Recognizing women’s contributions to open source
We’re looking for women who make important contributions to an open source project or the open source community, including:
- Code and programming.
- Quality assurance and bug triage.
- Involvement in open hardware.
- System administration and infrastructure.
- Design, artwork, user experience, and marketing.
- Documentation, tutorials, and other communications.
- Translation and internationalization.
- Open content.
- Community advocacy and community management.
- Intellectual property advocacy and legal reform.
- Open source methodology.
Sarah Sharp, embedded software architect at Intel, and Kesha Shah, a student at Dhirubhai Ambani Institute of Information and Communication Technology, have been chosen as the first winners of the annual Women in Open Source Award.
Special thanks to everyone who helped spread the word, nominated women from their communities, and voted to determine the winners.
Meet our 2015 winners
Sarah Sharp: 2015 Community Award winner
Sarah won the Community Award for her efforts in improving communications and inviting women into open source communities. Sarah coordinates Linux® kernel mentors for Outreachy (formerly the Outreach Program for Women), which helps underrepresented groups get involved in open source software projects. An outspoken proponent of improving communications among kernel developers, Sarah helps make open source communities more civil, collaborative, and welcoming. Sarah was the author and former maintainer of the Linux USB 3.0 host controller driver. She has also developed open source amateur rocket software and hardware—built by the Portland State Aerospace Society—and open source software to power her garden’s automated water systems.

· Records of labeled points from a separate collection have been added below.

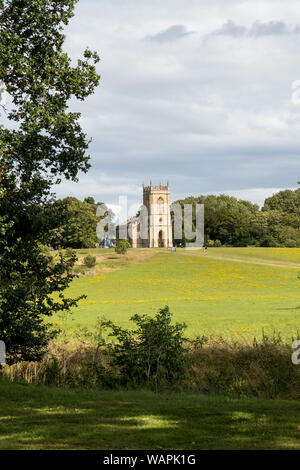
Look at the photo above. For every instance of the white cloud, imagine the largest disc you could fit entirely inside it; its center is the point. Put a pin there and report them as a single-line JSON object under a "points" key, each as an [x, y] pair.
{"points": [[210, 112]]}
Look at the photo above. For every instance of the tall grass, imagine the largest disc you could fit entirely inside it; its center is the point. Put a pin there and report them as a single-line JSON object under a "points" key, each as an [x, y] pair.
{"points": [[217, 366]]}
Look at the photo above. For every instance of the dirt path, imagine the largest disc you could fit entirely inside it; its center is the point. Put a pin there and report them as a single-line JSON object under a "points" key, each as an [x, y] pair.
{"points": [[254, 261]]}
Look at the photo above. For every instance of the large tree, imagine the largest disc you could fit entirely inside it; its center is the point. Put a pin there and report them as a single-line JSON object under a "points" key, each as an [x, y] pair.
{"points": [[42, 143]]}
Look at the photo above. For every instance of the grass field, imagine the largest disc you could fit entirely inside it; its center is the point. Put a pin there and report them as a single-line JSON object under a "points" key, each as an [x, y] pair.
{"points": [[234, 292], [37, 417]]}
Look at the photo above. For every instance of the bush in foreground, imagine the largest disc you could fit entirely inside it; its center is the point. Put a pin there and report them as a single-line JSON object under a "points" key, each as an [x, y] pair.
{"points": [[157, 356]]}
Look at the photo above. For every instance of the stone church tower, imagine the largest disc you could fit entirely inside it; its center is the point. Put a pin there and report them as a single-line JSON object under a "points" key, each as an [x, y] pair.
{"points": [[157, 201], [153, 227]]}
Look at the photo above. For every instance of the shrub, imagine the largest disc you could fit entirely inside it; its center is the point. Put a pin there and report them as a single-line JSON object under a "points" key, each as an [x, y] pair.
{"points": [[122, 247], [90, 261], [153, 354]]}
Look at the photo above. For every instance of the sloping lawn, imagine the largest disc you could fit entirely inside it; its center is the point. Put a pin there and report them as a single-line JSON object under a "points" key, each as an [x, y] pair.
{"points": [[37, 417], [233, 292]]}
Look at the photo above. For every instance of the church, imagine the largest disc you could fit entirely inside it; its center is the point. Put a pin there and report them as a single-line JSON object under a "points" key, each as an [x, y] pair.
{"points": [[152, 227]]}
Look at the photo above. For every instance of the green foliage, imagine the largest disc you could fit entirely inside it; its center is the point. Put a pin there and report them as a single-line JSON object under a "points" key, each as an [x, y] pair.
{"points": [[90, 261], [233, 222], [122, 247], [153, 354], [43, 143], [78, 229]]}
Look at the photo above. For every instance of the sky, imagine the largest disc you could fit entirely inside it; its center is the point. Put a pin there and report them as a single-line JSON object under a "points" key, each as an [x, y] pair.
{"points": [[196, 92]]}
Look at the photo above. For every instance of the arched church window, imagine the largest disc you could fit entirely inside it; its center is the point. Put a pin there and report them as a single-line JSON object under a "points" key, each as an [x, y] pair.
{"points": [[160, 203]]}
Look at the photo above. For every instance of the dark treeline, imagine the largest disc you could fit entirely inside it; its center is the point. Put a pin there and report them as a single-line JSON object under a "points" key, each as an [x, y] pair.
{"points": [[228, 221], [233, 222], [80, 221]]}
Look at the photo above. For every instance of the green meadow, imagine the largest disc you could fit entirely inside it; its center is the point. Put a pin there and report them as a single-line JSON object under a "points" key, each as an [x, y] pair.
{"points": [[48, 418], [233, 292]]}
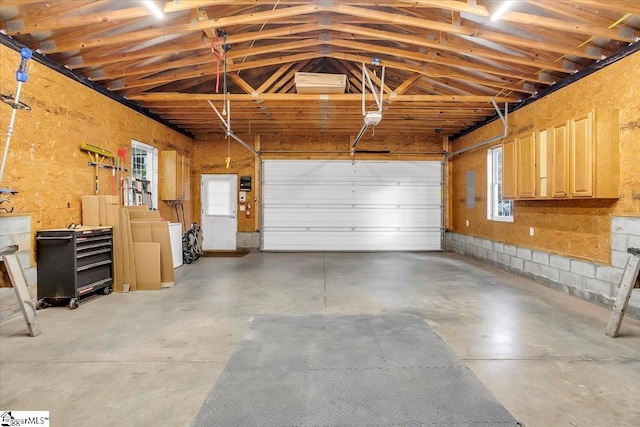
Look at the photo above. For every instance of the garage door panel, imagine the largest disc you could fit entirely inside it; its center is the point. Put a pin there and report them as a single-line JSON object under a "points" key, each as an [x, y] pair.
{"points": [[338, 205], [327, 240], [319, 194], [354, 217]]}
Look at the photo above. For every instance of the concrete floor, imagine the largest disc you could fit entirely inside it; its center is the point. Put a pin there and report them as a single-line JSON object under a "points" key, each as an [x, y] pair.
{"points": [[151, 358]]}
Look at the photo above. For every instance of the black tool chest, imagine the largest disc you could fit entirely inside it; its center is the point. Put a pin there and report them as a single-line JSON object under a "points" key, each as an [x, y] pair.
{"points": [[73, 263]]}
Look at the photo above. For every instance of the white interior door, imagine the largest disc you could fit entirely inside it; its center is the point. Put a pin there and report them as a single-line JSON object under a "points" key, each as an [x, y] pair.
{"points": [[219, 218]]}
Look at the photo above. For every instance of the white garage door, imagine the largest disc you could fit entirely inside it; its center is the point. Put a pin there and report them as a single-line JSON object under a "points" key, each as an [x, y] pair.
{"points": [[334, 205]]}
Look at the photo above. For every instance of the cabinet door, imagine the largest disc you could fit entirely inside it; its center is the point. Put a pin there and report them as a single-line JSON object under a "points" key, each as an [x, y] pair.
{"points": [[168, 184], [559, 139], [508, 170], [526, 166], [186, 178], [180, 177], [581, 176], [543, 165]]}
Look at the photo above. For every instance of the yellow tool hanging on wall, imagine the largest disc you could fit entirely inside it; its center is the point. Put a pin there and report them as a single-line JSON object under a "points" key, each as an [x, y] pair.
{"points": [[97, 155]]}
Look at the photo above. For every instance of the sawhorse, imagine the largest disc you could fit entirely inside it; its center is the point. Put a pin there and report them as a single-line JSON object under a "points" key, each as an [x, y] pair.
{"points": [[19, 283], [629, 281]]}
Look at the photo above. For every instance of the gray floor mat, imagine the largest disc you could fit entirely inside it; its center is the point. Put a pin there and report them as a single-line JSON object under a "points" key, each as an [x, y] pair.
{"points": [[362, 370]]}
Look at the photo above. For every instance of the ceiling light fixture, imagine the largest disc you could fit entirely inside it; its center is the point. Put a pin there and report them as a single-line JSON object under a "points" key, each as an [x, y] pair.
{"points": [[153, 7], [502, 9]]}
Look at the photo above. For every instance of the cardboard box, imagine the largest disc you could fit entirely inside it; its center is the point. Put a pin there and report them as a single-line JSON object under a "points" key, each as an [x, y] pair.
{"points": [[141, 231], [160, 234], [144, 215], [113, 219], [147, 262], [91, 211]]}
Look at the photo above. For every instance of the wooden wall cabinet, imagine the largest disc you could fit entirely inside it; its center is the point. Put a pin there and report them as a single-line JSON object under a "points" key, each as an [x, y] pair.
{"points": [[559, 161], [175, 171], [526, 166], [578, 158]]}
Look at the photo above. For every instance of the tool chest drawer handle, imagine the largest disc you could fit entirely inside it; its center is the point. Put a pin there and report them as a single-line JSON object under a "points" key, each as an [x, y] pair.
{"points": [[54, 238]]}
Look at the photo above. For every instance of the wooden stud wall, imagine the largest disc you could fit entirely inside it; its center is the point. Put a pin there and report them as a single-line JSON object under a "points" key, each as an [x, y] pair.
{"points": [[45, 163], [577, 228]]}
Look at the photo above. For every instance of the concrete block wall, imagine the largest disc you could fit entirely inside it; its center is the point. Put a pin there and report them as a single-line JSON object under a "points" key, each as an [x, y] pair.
{"points": [[594, 282], [15, 229]]}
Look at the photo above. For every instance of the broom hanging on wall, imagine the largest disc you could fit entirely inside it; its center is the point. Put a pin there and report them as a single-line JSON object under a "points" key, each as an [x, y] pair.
{"points": [[21, 77]]}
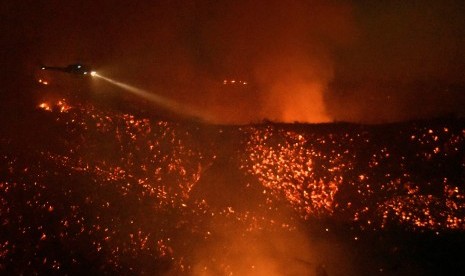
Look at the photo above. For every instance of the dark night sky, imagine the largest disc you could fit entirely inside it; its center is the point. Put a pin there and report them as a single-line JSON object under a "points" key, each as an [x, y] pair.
{"points": [[314, 61]]}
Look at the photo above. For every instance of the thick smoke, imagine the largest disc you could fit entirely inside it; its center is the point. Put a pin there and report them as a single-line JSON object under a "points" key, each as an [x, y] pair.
{"points": [[283, 50]]}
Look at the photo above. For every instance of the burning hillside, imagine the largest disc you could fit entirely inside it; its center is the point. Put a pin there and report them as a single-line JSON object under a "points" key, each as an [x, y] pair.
{"points": [[87, 189]]}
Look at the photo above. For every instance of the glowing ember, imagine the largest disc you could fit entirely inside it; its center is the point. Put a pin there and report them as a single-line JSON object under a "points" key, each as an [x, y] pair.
{"points": [[125, 190]]}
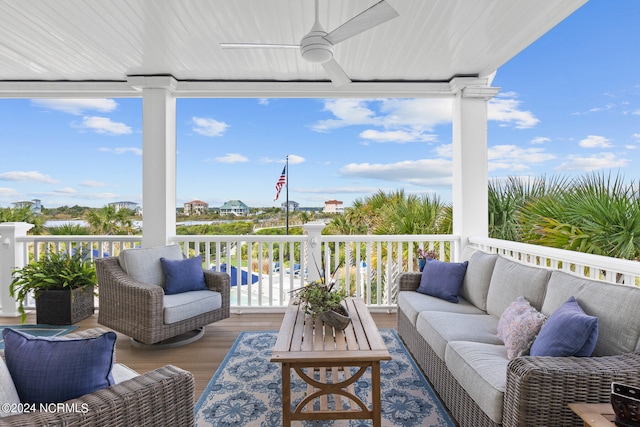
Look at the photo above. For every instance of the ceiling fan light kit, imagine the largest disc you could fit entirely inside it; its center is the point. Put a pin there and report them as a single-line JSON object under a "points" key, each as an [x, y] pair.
{"points": [[317, 45]]}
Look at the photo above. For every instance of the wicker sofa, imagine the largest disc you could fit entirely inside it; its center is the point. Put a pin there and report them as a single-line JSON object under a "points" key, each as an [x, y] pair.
{"points": [[458, 348], [162, 397]]}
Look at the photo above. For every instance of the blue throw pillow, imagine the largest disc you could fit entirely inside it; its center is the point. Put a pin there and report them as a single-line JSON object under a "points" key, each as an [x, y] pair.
{"points": [[183, 275], [56, 369], [442, 279], [567, 332]]}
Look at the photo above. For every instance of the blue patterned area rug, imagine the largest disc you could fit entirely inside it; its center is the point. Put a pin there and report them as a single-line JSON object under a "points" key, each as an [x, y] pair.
{"points": [[246, 389], [38, 330]]}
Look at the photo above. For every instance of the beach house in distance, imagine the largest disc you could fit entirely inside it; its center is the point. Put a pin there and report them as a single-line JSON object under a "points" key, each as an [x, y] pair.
{"points": [[234, 207], [333, 206], [196, 207]]}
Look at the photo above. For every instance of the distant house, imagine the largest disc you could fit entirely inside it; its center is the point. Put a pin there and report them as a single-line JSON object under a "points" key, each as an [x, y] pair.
{"points": [[196, 207], [35, 205], [234, 207], [333, 206], [293, 206], [126, 205]]}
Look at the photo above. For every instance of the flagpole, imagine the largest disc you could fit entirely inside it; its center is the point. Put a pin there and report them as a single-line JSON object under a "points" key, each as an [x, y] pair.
{"points": [[287, 194]]}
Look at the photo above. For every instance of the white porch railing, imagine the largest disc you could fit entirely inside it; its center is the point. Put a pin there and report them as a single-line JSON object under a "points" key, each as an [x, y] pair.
{"points": [[596, 267], [266, 269]]}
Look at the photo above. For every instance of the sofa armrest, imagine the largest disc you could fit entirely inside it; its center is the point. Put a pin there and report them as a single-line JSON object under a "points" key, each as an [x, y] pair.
{"points": [[163, 397], [126, 304], [409, 281], [539, 388]]}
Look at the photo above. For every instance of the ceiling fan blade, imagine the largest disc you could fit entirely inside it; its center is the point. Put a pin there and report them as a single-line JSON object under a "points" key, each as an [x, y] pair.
{"points": [[377, 14], [258, 46], [336, 73]]}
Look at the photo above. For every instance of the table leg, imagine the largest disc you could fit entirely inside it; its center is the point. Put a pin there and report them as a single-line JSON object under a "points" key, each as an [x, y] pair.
{"points": [[286, 395], [375, 394]]}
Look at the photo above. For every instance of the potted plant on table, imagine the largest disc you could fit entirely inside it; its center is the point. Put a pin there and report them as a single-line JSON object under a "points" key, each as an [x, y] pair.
{"points": [[62, 285], [324, 301]]}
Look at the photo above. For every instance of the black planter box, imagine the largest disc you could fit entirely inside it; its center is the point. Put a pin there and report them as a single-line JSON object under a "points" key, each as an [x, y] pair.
{"points": [[64, 307]]}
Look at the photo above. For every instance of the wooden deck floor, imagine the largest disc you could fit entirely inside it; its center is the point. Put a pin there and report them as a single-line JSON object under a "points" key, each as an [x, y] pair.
{"points": [[203, 357]]}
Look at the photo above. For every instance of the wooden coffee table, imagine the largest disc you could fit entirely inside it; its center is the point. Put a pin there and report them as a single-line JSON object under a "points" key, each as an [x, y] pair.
{"points": [[322, 357], [594, 414]]}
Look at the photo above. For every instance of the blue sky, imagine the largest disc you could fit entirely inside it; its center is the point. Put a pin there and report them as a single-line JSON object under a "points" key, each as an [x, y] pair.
{"points": [[569, 105]]}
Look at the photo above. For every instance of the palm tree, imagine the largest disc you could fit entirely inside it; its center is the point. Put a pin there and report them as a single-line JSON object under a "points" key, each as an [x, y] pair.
{"points": [[109, 221], [597, 214]]}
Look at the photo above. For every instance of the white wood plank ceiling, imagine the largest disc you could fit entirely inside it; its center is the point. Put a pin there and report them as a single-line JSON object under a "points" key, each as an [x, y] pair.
{"points": [[46, 44]]}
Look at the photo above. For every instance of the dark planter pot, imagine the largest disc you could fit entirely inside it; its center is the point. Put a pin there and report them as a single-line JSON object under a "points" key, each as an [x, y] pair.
{"points": [[64, 307]]}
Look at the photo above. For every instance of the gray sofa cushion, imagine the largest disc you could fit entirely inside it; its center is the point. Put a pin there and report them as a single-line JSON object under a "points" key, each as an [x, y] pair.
{"points": [[481, 369], [439, 328], [475, 285], [411, 303], [182, 306], [511, 280], [144, 264], [615, 306]]}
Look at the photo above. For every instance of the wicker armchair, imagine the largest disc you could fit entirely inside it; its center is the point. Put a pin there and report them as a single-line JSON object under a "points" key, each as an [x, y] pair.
{"points": [[162, 397], [136, 309]]}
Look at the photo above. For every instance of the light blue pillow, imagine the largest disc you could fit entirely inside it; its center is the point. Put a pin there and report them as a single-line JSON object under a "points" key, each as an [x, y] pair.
{"points": [[442, 279], [183, 275], [56, 369], [567, 332]]}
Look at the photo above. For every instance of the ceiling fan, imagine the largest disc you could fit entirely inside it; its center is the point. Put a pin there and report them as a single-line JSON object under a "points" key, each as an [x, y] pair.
{"points": [[317, 45]]}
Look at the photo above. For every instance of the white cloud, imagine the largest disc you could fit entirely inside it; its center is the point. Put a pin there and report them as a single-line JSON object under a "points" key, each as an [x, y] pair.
{"points": [[398, 136], [595, 141], [295, 159], [422, 113], [121, 150], [77, 106], [66, 191], [208, 127], [232, 158], [27, 177], [507, 110], [103, 125], [540, 140], [594, 162], [347, 112], [8, 192], [516, 158], [93, 184], [419, 172]]}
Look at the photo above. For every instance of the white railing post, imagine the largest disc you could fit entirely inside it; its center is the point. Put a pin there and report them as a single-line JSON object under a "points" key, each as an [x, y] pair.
{"points": [[314, 248], [12, 255]]}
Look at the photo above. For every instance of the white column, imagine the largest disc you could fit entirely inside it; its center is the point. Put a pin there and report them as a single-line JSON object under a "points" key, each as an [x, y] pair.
{"points": [[314, 248], [158, 158], [470, 159], [12, 256]]}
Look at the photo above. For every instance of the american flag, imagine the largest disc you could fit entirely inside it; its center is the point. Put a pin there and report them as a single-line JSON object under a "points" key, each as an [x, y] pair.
{"points": [[281, 181]]}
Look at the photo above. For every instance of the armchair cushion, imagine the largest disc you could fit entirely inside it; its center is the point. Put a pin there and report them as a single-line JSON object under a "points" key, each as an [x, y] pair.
{"points": [[8, 392], [56, 369], [143, 264], [183, 275]]}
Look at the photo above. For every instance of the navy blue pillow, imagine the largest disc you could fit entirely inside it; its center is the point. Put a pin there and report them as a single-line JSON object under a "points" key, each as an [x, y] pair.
{"points": [[56, 369], [442, 279], [183, 275], [567, 332]]}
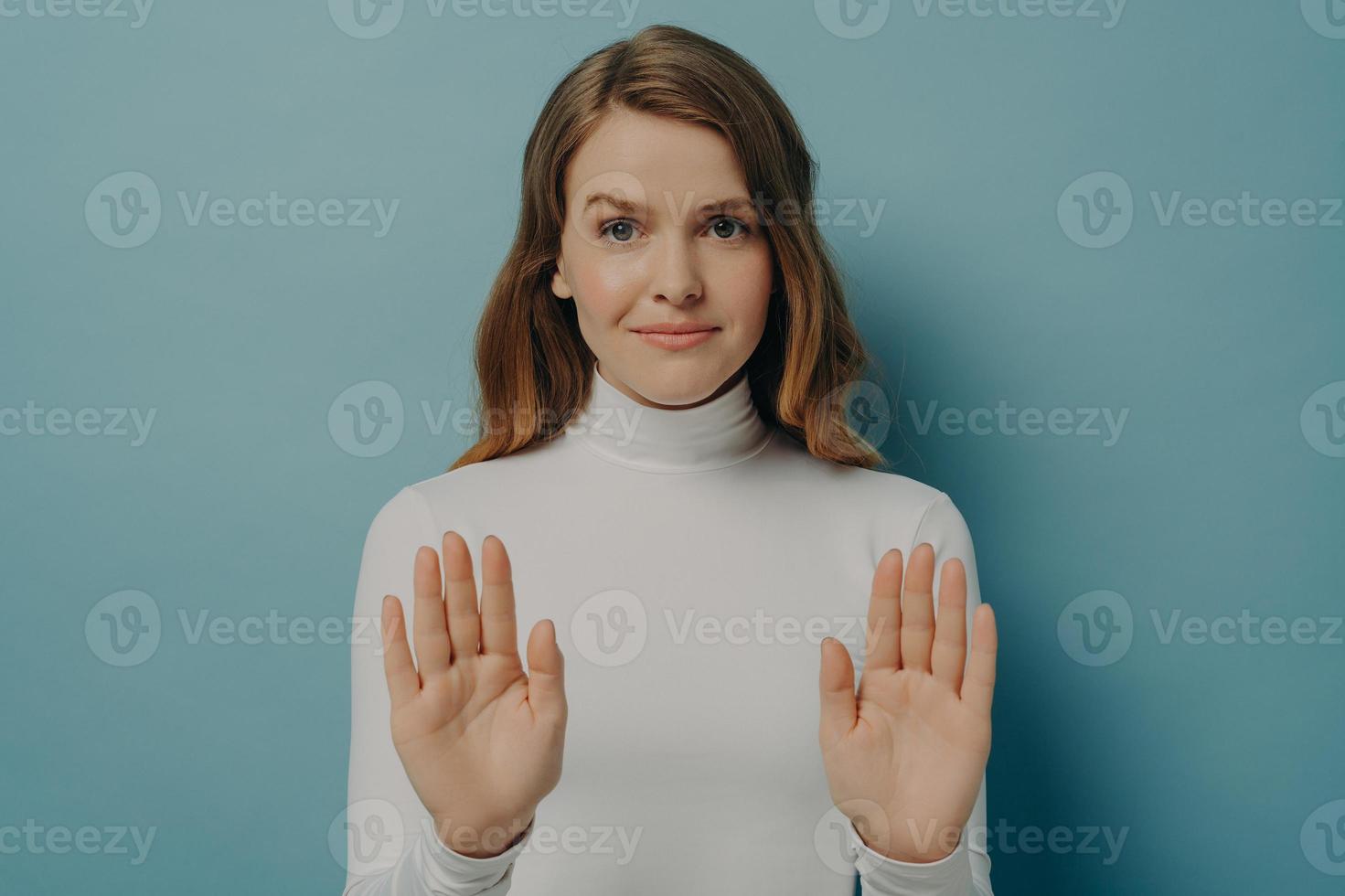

Kesha Shah: 2015 Academic Award winner
Kesha, a full-time student, won in the Academic category for her outstanding coding and mentoring work while studying information and communication technology. Being part of Google Summer of Code program multiple times, Shah contributed to three open source organizations, Systers- an Anita Borg Institute, BRL-CAD and STEPcode. She also mentored at Season Of KDE, Learn IT Girls! and Google Code-In, helping pre-university students from across the globe develop their first open source contributions, and is currently director for Women Who Code in Gujarat.